What is XDR - Muji from hhypergrowth, is someone I have admired for a long time for putting out extremely high quality long form pieces. While I am not a subscriber to his premium service, he does offer one free post per month. This post explores how end point detection providers (like Crowdstrike and Sentinelone) are expanding into Extended Detection and Response (XDR). I was a post IPO investor in Crowdstrike, and to date its been one of my most successful public market investments, so continue to watch the space closely.
Steve Jobs Stanford Commencement Speech: I was having lunch in the bay area with someone and one of the things she was talking the role that serendipity had played in her life and professional career, and how she became a venture capitalist despite not coming from a traditional VC career path. It reminded me of this quote from Steve Job’s speech at Stanford University, which I still fall back on to remind me about what’s important in life.

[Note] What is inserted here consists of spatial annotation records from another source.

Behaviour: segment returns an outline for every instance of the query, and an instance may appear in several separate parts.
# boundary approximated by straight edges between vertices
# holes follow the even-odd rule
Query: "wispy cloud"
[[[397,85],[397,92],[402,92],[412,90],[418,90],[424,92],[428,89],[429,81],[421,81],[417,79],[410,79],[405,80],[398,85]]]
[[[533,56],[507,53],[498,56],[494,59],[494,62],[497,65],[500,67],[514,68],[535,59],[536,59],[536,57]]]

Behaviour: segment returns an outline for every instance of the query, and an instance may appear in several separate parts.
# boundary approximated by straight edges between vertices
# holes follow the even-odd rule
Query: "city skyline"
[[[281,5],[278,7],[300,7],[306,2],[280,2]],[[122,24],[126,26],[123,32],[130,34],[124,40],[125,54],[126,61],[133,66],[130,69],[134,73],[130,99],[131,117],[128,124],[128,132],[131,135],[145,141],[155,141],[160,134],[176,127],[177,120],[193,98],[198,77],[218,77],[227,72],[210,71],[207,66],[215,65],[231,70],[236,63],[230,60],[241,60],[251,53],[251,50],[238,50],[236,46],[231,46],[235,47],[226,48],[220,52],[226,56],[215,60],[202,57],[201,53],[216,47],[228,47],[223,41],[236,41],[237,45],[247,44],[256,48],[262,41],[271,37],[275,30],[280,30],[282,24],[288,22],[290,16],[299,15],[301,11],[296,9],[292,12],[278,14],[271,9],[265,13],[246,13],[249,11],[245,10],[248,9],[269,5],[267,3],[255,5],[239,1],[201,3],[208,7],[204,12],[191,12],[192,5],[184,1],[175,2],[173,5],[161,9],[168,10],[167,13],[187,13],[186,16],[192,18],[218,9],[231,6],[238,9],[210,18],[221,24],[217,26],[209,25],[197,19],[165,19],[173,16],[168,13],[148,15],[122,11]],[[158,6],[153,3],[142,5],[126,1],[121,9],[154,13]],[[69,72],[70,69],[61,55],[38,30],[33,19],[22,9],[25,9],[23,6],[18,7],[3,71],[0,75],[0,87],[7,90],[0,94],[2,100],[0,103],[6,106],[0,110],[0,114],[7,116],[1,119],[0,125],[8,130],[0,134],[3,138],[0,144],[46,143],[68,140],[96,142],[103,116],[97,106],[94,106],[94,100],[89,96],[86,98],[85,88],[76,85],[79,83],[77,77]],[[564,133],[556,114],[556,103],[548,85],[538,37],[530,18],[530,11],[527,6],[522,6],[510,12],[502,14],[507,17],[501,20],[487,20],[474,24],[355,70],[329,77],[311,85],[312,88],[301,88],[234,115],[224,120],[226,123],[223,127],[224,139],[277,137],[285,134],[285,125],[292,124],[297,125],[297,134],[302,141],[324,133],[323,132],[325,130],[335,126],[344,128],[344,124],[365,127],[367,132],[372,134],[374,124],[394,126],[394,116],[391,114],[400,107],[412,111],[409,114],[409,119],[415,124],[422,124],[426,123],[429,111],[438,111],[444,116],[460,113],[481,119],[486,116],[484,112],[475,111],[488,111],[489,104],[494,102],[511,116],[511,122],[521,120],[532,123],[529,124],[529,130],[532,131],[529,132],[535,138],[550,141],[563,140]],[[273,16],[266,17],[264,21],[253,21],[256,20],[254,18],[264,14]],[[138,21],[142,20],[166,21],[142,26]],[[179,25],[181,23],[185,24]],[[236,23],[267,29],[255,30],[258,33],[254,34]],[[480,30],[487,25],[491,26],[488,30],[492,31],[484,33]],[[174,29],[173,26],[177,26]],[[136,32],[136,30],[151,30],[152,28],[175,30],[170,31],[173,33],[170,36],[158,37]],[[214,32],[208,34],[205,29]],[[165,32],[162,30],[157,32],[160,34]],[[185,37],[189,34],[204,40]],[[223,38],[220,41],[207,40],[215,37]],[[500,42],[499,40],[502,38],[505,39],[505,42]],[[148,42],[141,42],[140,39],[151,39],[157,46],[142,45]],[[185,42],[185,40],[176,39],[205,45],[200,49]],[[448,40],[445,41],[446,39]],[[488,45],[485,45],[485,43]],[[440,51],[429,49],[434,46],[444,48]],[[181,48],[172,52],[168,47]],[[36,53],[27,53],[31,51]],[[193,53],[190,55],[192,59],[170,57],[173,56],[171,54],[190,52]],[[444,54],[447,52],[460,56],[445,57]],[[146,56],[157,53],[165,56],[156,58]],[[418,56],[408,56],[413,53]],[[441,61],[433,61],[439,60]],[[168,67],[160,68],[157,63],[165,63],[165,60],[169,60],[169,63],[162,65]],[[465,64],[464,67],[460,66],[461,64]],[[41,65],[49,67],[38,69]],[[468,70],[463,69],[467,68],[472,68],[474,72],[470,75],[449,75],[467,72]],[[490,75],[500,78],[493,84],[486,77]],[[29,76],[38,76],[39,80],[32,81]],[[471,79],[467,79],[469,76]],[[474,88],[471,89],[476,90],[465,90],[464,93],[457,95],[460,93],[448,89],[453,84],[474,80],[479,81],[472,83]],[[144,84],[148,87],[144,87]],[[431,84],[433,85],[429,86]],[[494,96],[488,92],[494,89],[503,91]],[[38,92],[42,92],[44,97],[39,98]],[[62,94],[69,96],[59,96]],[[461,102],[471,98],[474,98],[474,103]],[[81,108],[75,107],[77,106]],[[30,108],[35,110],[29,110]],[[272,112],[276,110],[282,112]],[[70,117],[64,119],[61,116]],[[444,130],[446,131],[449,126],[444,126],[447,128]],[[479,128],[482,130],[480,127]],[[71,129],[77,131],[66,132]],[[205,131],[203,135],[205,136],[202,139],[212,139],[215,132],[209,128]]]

Again, you can’t connect the dots looking forward; you can only connect them looking backward. So you have to trust that the dots will somehow connect in your future. You have to trust in something — your gut, destiny, life, karma, whatever. This approach has never let me down, and it has made all the difference in my life.
Another quote that resonated with me from this speech was:
Your time is limited, so don’t waste it living someone else’s life. Don’t be trapped by dogma — which is living with the results of other people’s thinking. Don’t let the noise of others’ opinions drown out your own inner voice. And most important, have the courage to follow your heart and intuition. They somehow already know what you truly want to become. Everything else is secondary.
It’s an amazing speech.
Tweet of the Month
Every month I will share a Tweet I came across that I found interesting. For June, it was this Twitter thread from Sahil Bloom. If you can’t enjoy celebrating other’s success, I’d encourage you to try it. It changes your entire perspective.
Stay patient, focussed and rational.
TLG
Thanks for the shout out!
"Don’t let the noise of others’ opinions drown out your own inner voice. And most important, have the courage to follow your heart and intuition."
Quotes like these are a good reminder to always listen to how you feel. A reminder that I even needed to hear today!